I am very perplexed at the pipeline phobia that has spread in our province. The pipeline to take oil from the oil sands to the port of Kitimat is one issue. Now, there is resistance to the proposal to increase the size of the pipeline from Edmonton to Vancouver by Kinder Morgan.
The pipeline from Edmonton to Vancouver, built in 1957, runs through scenic Jasper National Park and down the Yellowhead to Kamloops and then on to Vancouver. So why is there resistance to upgrading this 57-year-old pipeline? There has never been a problem with this pipeline. All the owner wants to do is increase the capacity of the pipeline which will be built in accordance with our new tougher regulations.
In my view, the proposed Gateway Pipeline from Edmonton to Kitimat is a far better means to transport crude oil from the oil sands compared to the rail alternative.

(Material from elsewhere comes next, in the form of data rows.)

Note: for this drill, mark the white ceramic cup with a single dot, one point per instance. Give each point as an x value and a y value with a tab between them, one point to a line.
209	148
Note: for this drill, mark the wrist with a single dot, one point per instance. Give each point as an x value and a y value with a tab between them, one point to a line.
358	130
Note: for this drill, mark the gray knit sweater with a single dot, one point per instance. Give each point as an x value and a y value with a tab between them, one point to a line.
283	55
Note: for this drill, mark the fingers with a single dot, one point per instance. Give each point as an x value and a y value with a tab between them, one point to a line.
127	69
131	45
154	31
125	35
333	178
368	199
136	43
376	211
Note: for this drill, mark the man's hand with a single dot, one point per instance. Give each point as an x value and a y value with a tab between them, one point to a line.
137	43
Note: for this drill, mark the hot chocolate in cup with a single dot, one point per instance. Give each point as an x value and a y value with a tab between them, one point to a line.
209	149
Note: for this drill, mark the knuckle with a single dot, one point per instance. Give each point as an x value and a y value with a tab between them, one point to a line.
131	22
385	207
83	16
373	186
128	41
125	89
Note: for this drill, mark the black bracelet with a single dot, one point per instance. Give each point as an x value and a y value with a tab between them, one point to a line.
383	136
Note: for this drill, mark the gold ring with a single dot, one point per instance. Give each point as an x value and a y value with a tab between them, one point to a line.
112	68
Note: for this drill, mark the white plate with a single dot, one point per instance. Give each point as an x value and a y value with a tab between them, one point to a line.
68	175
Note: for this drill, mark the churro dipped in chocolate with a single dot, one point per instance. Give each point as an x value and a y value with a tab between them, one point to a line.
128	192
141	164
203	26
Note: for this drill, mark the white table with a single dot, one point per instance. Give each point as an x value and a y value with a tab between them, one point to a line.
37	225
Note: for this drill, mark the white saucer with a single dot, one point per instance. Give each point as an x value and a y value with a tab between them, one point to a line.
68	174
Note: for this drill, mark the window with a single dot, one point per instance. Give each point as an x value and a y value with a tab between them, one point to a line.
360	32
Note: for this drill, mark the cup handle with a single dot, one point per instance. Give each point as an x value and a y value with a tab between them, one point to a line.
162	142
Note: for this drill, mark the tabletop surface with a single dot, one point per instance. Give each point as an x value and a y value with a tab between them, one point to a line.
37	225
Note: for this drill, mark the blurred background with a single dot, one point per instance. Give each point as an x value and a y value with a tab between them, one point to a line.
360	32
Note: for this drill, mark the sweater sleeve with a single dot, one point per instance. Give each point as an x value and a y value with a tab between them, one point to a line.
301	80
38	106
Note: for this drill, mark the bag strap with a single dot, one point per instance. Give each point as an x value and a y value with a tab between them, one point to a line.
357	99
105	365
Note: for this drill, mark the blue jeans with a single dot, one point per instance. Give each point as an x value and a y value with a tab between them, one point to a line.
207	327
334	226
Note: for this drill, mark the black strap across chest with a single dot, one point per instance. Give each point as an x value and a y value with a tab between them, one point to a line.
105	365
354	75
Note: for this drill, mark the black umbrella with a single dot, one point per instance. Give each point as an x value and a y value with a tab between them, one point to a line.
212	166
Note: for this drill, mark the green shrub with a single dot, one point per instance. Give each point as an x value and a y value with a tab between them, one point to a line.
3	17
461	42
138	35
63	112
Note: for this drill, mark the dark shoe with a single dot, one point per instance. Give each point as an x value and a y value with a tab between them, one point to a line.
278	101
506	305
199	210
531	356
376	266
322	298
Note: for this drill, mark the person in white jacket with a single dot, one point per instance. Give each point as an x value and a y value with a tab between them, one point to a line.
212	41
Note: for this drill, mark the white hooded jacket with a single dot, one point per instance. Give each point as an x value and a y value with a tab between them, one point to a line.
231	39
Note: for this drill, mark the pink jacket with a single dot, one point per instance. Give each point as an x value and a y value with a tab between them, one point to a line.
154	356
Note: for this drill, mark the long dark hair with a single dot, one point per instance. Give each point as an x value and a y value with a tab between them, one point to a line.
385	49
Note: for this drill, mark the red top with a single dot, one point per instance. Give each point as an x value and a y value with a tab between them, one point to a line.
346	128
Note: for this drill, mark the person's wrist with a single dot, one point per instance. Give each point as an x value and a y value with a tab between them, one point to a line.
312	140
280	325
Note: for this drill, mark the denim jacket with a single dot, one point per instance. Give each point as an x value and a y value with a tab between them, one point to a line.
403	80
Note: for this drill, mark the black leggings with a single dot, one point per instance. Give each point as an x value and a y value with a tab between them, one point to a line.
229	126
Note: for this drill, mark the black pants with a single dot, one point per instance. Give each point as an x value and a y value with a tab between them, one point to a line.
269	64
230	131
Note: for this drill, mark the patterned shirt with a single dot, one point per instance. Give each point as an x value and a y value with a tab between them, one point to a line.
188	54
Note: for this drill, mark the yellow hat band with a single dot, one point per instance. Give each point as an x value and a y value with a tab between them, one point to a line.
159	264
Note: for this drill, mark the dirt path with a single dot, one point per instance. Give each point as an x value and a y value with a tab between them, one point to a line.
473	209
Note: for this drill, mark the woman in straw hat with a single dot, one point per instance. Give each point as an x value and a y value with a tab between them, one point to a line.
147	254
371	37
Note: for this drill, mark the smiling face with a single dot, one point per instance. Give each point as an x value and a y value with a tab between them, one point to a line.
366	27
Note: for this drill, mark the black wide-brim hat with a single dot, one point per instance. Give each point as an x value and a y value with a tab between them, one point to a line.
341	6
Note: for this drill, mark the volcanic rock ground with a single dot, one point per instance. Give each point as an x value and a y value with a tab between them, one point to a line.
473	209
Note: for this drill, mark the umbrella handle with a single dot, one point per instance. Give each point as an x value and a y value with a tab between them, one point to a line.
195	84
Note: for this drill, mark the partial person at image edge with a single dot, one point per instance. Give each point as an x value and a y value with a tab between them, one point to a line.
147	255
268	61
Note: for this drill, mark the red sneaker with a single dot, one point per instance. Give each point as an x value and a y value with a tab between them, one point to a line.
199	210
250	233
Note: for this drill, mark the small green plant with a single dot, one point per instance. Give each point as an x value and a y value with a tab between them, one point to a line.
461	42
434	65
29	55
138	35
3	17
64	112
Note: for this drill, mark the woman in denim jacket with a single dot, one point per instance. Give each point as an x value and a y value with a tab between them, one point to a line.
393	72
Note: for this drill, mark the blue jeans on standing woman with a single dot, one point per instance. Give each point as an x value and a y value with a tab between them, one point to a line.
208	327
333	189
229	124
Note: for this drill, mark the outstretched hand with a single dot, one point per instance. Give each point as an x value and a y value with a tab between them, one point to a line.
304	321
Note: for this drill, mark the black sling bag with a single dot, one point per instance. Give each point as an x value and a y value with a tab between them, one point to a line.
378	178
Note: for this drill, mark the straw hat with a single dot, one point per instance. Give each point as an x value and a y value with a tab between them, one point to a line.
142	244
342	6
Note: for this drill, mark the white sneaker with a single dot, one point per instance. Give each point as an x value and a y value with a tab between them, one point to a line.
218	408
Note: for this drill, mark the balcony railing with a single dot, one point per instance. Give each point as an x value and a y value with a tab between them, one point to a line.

Any pipeline built in Canada today will need to conform to our government’s new environmental regulations — the most stringent in the world. Canada is a net exporter of natural gas and oil. It is good for the economy to develop new markets rather than rely on the sole market south of the border.
Logic and historical facts tell me that pipelines are a safe and effective way to transport oil and gas, so why the phobia? Some opponents to the pipelines vision the risk of a spill.
With that logic, we would not use airplanes to travel. Yes, there is a risk to flying but technology has mitigated the risk and it is the safest way to travel. Could the underlying resistance be related to a back door approach in stopping the Alberta oil sands development?
If this were the case, and the same people are also against the development of new mines, and the harvesting and management of our forest resource in B.C., please help me resolve the issue of how government is going to pay for all of their demands for government services without any tax revenue?
In your government’s Jobs and Growth Budget 2012-2013, our government streamlined the environmental review process for various natural resource developments.
We did not compromise the regulations, but simply made the process timely. Five, six or seven years of process to hear a yes or no decision is not acceptable. Our actions will not make the process less stringent, or environmentally irresponsible, but to simply cut duplication and minimize the obstruction tactics used by some to compromise the applicant’s right to due timely process.
My comment is not meant to endorse any application but to assure my constituents that any decision is based on a scientific analysis not a demonstrator’s phobia for pipelines. The decision is also determined by the net economic value to the region and Canadians.